80 The Castle Creek Flows

The Geology of Crater Lake National Park, Oregon With a reconnaissance of the Cascade Range southward to Mount Shasta by Howell Williams

The Climax: Culminating Explosions of Pumice and Scoria

Detailed Description of the Individual Flows

Having enumerated the general features of the glowing avalanches, we may now pass to an account of the individual flows.

     The Castle Creek Flows

The avalanches that descended the southwest flank of Mount Mazama left scarcely any trace of their passage until they reached the base of the steep slopes about 2 miles beyond the rim of the caldera. Only when the flows had reached the valley of Castle Creek, between the opposing slopes of Mount Mazama and Union Peak, was their speed sufficiently checked to permit large-scale deposition. Of all the pumice flows from Mazama, none contains such a large proportion of coarse material. Even 12 to 15 miles west of Annie Spring there are places where half the deposits consists of pumice lumps between 3 and 12 inches across.

Just as at the heads of Munson, Sun, and Kerr valleys, so at the head of Castle Creek, there is a broad transitional zone in which the amount of glacial drift gradually diminishes downstream as that of pumice and scoria increases. For more than 2 miles, the valley floor is cut through the recessional moraines which underlie the pumice. Much of the finer glacial debris was incorporated in the basal parts of the pumice flows as they scoured the surface of the moraines. Indeed, the flows churned up the surficial glacial deposits to a depth of several feet, and doubtless this admixture was accentuated by floods accompanying the flows.

The pumice flows of Castle Creek traveled 18 miles before they joined the flows of the Rogue River valley. They were prevented from spreading northward by a high ridge of lava, but southward they overflowed the gorge of Castle Creek and spilled into the valley of Union Creek, which they filled to a maximum depth of 250 feet. Pumice bombs up to 2 feet across are common, but few lithic fragments exceed 1/2 inch in average diameter. The total content of foreign fragments approximates 5 to 8 per cent. It must be emphasized, however, that there is wide variation in the coarseness of the deposits over short distances. Locally bombs more than an inch across may make up half the total volume; elsewhere fine dust is by far the principal constituent.

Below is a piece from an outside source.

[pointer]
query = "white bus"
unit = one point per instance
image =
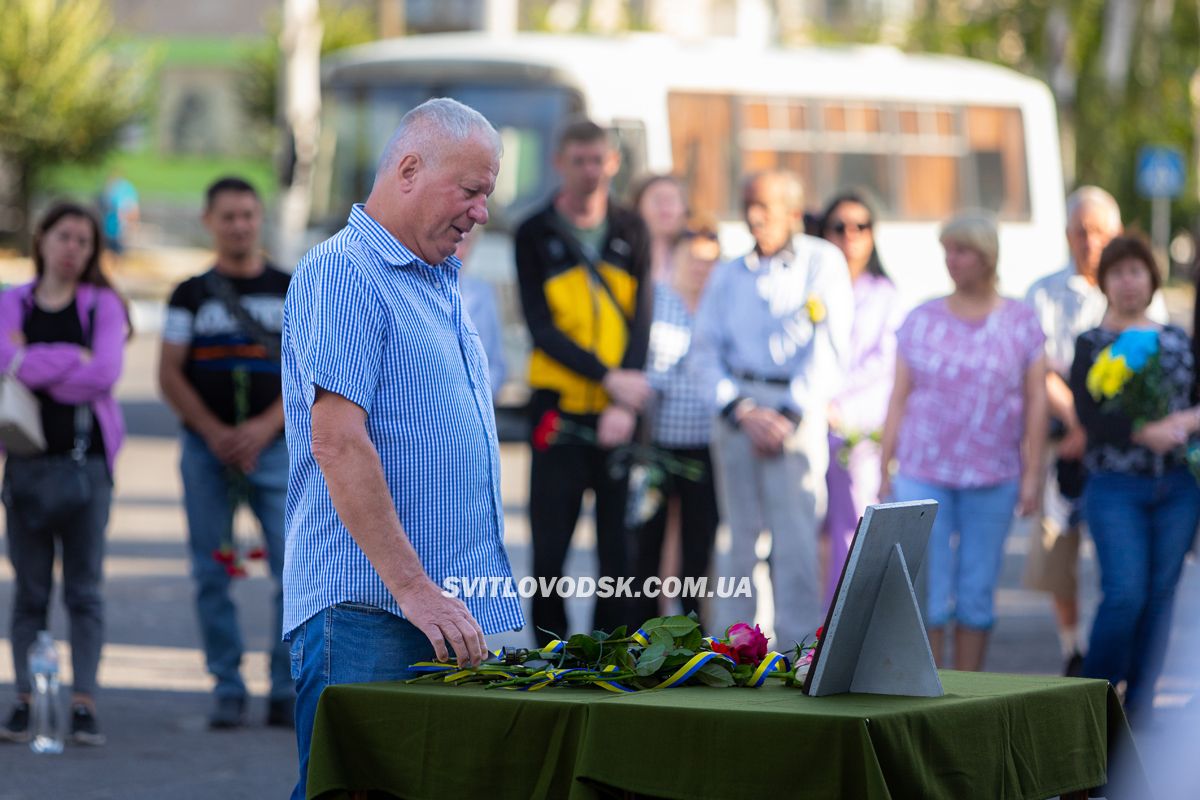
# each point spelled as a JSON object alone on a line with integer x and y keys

Though the pumice flows spread all the way down Castle Creek, the later scoria flows did not extend far beyond the park boundary, a distance of little more than 7 miles from the source. Moreover, as in other canyons, the scoria flows were confined to a central and narrow depression in the earlier pumice deposits. It is among these scoria deposits that the only “fossil fumaroles” of Castle Creek are to be found, and they are almost restricted to the part of the canyon above the junction of Castle with Whitehorse Creek. Here the dark scoria deposits have been carved into the spectacular gorge known as Llao’s Hallway, a chasm narrow enough in places to be spanned by outstretched arms, yet 200 feet deep (plate 15, figure 2). Farther downstream, the scoria deposits are characterized by curved joints that favor the development of large caves. Here also the deposits are traversed by vertical joints defining triangular and quadrangular columns from 6 to 10 feet wide and as much as 100 feet ii height.

Above the unbedded scoria lies a layer of crystal-rich ash up to 30 feet in thickness, within which is the pink zone due to oxidation of fumarolic gases that rose from the hot mass of scoria.